Week 6: October 5 - 9

The "Butterfly Effect"

The "butterfly effect" describes systems where a small change in the initial conditions can result in large differences in outcome at a later time. We examine this idea using the "Mayfly model" as an example, exploring circumstances in which nearby trajectories either converge or diverge.

Linear Least Squares

The problem of finding a straight line which best fits a set of points arises naturally when we studied the "butterfly effect". We explore what a "good fit" means, and how to find one.

Continuous-Time Dynamical Systems

Differential equations lie at the core of a scientific description of the natural world.

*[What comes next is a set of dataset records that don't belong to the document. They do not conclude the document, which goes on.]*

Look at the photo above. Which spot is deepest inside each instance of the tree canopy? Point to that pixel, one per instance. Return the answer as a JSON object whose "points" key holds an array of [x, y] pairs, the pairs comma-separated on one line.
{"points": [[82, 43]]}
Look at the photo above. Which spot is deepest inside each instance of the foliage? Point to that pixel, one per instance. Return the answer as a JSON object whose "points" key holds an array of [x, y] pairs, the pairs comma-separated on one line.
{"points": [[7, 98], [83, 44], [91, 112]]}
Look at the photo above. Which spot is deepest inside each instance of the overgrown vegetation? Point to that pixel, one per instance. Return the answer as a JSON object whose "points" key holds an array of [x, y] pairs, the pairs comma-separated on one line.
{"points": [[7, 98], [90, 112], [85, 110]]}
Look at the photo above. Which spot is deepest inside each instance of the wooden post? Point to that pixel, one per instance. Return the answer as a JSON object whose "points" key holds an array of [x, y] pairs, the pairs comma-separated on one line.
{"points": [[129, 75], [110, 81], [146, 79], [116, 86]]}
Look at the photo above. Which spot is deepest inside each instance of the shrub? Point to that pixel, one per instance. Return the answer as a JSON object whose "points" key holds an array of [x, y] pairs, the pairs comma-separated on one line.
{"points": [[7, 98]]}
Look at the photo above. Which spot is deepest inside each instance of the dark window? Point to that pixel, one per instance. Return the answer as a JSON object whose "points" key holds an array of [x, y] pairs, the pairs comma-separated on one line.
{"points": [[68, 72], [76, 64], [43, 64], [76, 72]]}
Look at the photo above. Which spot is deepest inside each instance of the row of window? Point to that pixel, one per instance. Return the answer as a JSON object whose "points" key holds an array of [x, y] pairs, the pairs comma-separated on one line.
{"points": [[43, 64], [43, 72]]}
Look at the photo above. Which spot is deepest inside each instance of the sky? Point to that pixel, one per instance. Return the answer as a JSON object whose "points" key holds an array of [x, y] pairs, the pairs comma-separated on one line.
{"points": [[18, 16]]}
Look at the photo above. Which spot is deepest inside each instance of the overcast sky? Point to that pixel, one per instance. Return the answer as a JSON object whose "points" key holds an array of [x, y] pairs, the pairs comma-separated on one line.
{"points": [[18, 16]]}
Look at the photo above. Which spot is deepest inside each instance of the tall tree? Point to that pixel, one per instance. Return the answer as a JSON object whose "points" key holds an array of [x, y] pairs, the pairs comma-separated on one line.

We explore ways in which the solutions to such equations can be approximated on a computer.

NumPy

• mean

Matplotlib: Logarithmic plots

• loglog
• semilogx
• semilogy

Quiz

There will be no quiz this week.

Assignment 5: The Butterfly Effect

Activity:

• Determine if the mayfly model exhibits a butterfly effect for b = 1.5, b = 4.0 and some other b values of your choice.
• Graph the separation of nearby trajectories on a logarithmic scale against time using semilogy.
• Compute the growth rate of the separation during the time when it is growing exponentially.
• Graph both the separation of nearby trajectories and the ``best fit'' line to this separation on the same graph.

Tools:

• Choose a small initial separation, and decide how many generations to plot based on your results.
• Use the "linear least squares" formula developed in class to compute the slope of the best-fit line on the logarithmic graph. The formula should be implemented from scratch in NumPy.